Can you tell us a bit more about the “City Coin”?
Hila Oren: The “city coin” is an app that anyone can download on their phones. It’s not blockchain or any new technology, not a real coin. It’s just a term that the municipality backs up. You can use this coin to pay in different shops specifically in an area where there is a [financial] shock, and they needed that support. As a result, after three months of a specific campaign, 100 business joined and really, instead of going into bankruptcy, it gives them oxygen, and 4000 people from that neighborhood used it and gave testimonies of success. And we understand that this “coin” gave them another tool to reduce their cost of living. So when you look at it from both sides from the business side, and from the resident side, it really helped that neighborhood to survive. And when we ask yourself: what is a smart city? Isn’t that what it’s all about?
What is the Smart City Expo World Congress bringing to Tel Aviv, and what are your expectations for this year’s event?

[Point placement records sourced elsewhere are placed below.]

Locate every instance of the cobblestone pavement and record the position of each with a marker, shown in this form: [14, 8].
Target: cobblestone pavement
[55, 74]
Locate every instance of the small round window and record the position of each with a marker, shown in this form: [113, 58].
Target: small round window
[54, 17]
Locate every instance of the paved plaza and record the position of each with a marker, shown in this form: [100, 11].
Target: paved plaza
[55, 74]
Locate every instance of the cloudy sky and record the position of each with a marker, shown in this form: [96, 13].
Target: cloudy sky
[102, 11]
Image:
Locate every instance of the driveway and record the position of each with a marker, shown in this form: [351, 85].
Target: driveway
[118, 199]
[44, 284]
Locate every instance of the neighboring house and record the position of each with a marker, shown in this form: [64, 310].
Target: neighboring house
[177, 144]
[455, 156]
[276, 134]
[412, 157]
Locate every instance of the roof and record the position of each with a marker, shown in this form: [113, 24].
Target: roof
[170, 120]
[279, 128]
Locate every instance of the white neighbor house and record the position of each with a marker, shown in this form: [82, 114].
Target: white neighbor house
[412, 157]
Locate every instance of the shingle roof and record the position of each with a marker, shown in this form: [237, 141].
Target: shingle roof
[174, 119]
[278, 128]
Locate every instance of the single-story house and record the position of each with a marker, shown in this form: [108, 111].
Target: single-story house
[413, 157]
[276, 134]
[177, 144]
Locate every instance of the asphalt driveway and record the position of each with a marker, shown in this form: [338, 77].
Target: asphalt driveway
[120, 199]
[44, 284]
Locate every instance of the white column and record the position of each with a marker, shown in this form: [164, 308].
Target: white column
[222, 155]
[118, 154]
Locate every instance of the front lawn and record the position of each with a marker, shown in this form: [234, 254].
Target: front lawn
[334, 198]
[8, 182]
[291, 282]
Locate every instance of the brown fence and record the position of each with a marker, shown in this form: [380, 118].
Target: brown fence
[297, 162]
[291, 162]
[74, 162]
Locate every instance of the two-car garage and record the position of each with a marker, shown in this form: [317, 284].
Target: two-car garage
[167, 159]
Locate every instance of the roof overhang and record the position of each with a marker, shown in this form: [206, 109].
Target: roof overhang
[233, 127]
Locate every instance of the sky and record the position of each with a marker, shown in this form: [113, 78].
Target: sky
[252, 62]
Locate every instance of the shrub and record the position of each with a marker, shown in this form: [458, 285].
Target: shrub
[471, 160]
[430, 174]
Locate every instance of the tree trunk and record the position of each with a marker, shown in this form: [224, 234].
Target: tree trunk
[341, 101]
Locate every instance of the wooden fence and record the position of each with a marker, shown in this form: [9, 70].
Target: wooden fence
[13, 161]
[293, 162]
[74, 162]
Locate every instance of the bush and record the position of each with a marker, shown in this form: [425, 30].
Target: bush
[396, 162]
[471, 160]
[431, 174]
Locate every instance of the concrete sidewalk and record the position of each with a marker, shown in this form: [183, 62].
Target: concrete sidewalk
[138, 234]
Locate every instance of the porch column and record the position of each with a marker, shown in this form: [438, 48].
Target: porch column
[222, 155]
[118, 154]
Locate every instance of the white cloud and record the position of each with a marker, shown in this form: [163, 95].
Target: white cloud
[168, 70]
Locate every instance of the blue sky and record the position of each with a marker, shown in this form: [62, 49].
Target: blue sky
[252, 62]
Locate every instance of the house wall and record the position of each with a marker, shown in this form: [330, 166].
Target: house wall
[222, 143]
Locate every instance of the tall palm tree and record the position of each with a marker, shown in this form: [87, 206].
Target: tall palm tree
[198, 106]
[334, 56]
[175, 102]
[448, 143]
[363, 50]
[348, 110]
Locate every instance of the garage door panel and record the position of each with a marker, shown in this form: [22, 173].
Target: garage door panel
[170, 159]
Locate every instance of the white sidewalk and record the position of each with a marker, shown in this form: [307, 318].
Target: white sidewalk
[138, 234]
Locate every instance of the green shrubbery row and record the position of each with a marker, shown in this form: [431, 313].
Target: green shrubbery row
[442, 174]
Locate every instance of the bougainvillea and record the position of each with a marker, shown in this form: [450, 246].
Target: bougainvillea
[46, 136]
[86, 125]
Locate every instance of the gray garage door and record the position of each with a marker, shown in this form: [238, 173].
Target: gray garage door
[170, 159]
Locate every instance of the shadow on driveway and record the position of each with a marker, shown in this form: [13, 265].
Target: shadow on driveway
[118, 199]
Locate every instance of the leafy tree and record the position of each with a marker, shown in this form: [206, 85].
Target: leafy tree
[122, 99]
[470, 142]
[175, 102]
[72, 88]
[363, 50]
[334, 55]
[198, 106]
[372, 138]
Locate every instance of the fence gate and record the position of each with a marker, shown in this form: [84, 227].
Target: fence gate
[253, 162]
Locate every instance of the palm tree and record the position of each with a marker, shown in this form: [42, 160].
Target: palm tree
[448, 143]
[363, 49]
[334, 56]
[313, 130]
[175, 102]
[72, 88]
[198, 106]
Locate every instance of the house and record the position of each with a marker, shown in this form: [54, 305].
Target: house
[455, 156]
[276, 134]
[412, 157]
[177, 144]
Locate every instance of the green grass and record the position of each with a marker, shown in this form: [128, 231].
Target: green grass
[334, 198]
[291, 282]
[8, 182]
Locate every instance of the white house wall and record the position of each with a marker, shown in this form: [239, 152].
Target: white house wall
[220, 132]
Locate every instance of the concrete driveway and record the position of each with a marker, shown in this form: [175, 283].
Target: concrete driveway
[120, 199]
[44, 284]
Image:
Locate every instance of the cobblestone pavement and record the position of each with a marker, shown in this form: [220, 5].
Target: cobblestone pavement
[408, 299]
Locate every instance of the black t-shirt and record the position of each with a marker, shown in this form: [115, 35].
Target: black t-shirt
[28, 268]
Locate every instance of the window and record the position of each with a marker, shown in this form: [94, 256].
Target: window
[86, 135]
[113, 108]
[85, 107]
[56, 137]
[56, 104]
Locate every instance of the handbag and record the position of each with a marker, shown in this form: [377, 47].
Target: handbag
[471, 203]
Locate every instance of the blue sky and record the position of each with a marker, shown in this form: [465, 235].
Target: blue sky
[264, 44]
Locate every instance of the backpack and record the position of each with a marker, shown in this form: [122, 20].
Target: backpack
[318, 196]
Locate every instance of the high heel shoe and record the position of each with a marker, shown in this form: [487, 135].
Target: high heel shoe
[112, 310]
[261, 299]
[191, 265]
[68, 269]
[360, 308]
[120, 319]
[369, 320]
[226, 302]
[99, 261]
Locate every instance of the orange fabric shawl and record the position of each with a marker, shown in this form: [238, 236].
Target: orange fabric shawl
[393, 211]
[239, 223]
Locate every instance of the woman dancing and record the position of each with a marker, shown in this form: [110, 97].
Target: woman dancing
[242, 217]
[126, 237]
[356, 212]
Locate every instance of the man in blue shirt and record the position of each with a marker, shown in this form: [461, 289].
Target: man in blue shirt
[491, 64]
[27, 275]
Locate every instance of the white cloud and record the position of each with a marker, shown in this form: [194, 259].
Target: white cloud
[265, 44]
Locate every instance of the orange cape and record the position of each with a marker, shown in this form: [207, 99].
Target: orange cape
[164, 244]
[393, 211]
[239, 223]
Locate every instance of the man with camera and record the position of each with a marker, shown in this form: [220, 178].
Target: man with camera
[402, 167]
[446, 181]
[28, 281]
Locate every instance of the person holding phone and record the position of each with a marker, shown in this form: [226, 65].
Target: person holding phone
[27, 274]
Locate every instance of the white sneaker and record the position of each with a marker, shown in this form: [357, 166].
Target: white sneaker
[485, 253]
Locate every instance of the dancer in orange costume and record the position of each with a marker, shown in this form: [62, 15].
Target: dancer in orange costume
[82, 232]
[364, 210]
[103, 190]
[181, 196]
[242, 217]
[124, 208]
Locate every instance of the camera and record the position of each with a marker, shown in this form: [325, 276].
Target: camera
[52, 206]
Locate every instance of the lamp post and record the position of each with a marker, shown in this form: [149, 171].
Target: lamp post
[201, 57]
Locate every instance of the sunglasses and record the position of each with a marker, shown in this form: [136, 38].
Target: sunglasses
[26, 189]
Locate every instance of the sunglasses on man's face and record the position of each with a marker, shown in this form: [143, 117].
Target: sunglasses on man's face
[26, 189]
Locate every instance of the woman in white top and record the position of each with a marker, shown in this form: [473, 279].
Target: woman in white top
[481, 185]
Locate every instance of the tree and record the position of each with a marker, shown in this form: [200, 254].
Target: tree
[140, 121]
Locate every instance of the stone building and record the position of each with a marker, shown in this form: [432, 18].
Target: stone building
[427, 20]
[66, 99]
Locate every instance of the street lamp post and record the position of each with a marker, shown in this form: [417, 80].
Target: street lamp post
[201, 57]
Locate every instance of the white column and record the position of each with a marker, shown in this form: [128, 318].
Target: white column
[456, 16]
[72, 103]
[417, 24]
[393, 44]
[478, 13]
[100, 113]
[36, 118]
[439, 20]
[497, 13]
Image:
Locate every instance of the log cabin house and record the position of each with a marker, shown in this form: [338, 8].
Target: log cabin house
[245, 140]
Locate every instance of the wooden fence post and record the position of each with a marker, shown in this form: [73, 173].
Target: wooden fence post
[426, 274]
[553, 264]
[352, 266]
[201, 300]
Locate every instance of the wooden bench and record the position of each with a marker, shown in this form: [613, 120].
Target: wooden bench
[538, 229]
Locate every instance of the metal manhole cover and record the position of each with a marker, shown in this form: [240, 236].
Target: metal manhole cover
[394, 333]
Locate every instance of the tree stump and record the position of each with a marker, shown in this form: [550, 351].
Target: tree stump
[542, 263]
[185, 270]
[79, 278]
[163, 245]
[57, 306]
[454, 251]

Hila Oren: I think the Smart City conference in Barcelona is the focal point in the world, when people from all over come and meet for three days to exchange ideas, to network, to learn what is updated for now for me, I came to look into new ideas and new thoughts to work with the private sector, with Microsoft, to work with the public sector with the World Economic Forum, with Bloomberg associates, and with different organizations that could contribute to our knowledge at the Tel Aviv Foundation. And, when you go outside your country or your city, it also gives a different perspective on what you are doing at home, I think these three days helped us, supported us, and I’m looking forward to next year.